A debate continues within the administration over how hard to push India, which has long resisted outside intervention in the conflict with its neighbour, it said. “The Pentagon, in particular, has sought more pressure on New Delhi,” the influential daily said citing US and Indian officials.
The journal cited current and former US officials as saying the discussion in Washington over how to approach India has intensified as “Pakistan ratchets up requests that the US intercede in a series of continuing disputes”.
The Obama administration has, so far, made few concrete demands of New Delhi, it said citing US and Indian officials.
According to US officials cited by the Journal, the only specific request has been to “discourage India from getting more involved in training the Afghan military, to ease Pakistani concerns about getting squeezed by India on two borders.”
The directive to top foreign-policy and national-security officials was summarised in a memo written by National Security Adviser James Jones at the end of the White House’s three-month review of Afghan war policy in December, the daily said.
According to US and Indian officials cited by the Journal, “the Pentagon has emerged in internal Obama administration debates as an active lobbyist for more pressure on India, with some officials already informally pressing Indian officials to take Pakistan’s concerns more seriously.”
Admiral Mike Mullen, chairman of the Joint Chiefs of Staff, has been among the more vocal advocates of a greater Indian role, “encouraging New Delhi to be more ‘transparent’ about its activities along the countries’ shared border and to cooperate more with Pakistan”, the Journal said citing a US military official.

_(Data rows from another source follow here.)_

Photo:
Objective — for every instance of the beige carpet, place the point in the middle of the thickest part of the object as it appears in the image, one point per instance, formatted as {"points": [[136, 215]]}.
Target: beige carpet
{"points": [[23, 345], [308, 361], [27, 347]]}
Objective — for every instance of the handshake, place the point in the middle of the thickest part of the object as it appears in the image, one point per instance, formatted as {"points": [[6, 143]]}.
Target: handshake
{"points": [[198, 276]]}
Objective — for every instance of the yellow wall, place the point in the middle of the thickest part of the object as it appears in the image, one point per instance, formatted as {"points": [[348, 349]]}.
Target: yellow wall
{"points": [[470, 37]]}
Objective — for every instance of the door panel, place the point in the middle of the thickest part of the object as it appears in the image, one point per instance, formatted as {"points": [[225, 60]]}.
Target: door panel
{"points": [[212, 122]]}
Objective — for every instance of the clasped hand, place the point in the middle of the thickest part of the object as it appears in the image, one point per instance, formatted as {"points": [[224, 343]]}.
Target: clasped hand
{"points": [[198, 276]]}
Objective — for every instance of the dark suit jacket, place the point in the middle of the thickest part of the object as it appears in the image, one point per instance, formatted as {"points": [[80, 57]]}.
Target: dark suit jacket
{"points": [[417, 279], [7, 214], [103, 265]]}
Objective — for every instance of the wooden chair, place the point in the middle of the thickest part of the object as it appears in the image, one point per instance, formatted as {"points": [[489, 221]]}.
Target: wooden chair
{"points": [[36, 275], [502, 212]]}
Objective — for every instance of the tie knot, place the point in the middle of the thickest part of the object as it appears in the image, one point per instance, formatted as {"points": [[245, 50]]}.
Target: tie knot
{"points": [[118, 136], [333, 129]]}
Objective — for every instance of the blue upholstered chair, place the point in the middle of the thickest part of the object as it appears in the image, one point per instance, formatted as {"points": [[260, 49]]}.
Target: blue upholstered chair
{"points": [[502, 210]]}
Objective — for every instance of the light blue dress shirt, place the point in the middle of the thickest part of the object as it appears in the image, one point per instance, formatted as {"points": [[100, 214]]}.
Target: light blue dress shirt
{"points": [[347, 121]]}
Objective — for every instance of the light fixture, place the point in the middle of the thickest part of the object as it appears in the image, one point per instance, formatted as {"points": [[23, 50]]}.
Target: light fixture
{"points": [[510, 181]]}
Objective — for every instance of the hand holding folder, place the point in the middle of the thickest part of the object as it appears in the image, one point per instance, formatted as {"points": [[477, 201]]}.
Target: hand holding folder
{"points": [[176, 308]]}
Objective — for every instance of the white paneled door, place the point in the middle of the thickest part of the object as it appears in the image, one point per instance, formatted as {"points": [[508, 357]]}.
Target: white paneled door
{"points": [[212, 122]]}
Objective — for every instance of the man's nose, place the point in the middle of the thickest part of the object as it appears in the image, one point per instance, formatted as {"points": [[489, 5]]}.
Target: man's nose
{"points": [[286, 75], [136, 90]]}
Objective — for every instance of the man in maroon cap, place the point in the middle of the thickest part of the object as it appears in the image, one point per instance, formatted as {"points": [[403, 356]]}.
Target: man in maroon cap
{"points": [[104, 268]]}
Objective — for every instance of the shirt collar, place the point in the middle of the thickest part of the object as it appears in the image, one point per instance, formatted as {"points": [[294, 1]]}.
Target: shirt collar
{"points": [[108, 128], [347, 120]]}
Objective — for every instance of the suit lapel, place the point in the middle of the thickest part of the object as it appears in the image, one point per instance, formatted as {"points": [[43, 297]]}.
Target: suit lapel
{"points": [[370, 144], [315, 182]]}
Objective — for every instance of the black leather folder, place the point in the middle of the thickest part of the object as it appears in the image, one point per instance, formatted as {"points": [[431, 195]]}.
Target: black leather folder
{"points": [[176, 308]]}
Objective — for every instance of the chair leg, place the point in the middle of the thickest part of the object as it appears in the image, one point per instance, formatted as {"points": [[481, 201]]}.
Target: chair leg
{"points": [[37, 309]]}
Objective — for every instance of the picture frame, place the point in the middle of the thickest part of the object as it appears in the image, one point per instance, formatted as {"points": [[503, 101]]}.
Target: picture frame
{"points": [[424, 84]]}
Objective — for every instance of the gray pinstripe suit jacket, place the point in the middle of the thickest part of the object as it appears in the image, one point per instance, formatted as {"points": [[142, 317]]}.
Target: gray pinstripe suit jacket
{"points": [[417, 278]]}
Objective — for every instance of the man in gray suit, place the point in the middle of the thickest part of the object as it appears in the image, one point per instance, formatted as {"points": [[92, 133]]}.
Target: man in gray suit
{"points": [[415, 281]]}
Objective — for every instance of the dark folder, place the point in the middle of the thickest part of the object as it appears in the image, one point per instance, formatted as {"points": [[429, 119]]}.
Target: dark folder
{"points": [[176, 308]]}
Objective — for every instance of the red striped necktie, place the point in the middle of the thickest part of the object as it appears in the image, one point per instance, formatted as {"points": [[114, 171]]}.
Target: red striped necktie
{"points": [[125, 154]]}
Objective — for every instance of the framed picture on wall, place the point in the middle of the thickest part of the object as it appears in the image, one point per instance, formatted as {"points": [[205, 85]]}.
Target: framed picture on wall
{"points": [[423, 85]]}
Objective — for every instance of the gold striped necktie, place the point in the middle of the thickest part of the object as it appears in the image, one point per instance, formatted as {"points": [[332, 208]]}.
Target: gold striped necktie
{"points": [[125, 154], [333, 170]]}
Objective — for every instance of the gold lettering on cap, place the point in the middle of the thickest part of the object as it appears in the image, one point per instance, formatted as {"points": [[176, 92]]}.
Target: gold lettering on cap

US military officials were circumspect about what specific moves they would like to see from New Delhi, it said. “But according to people who have discussed India policy with Pentagon officials, the ideas discussed in internal debates include reducing the number of Indian troops in Kashmir or pulling back forces along the border.”
The State Department has “resisted such moves to pressure India, according to current and former US officials, insisting they could backfire,” the Journal said.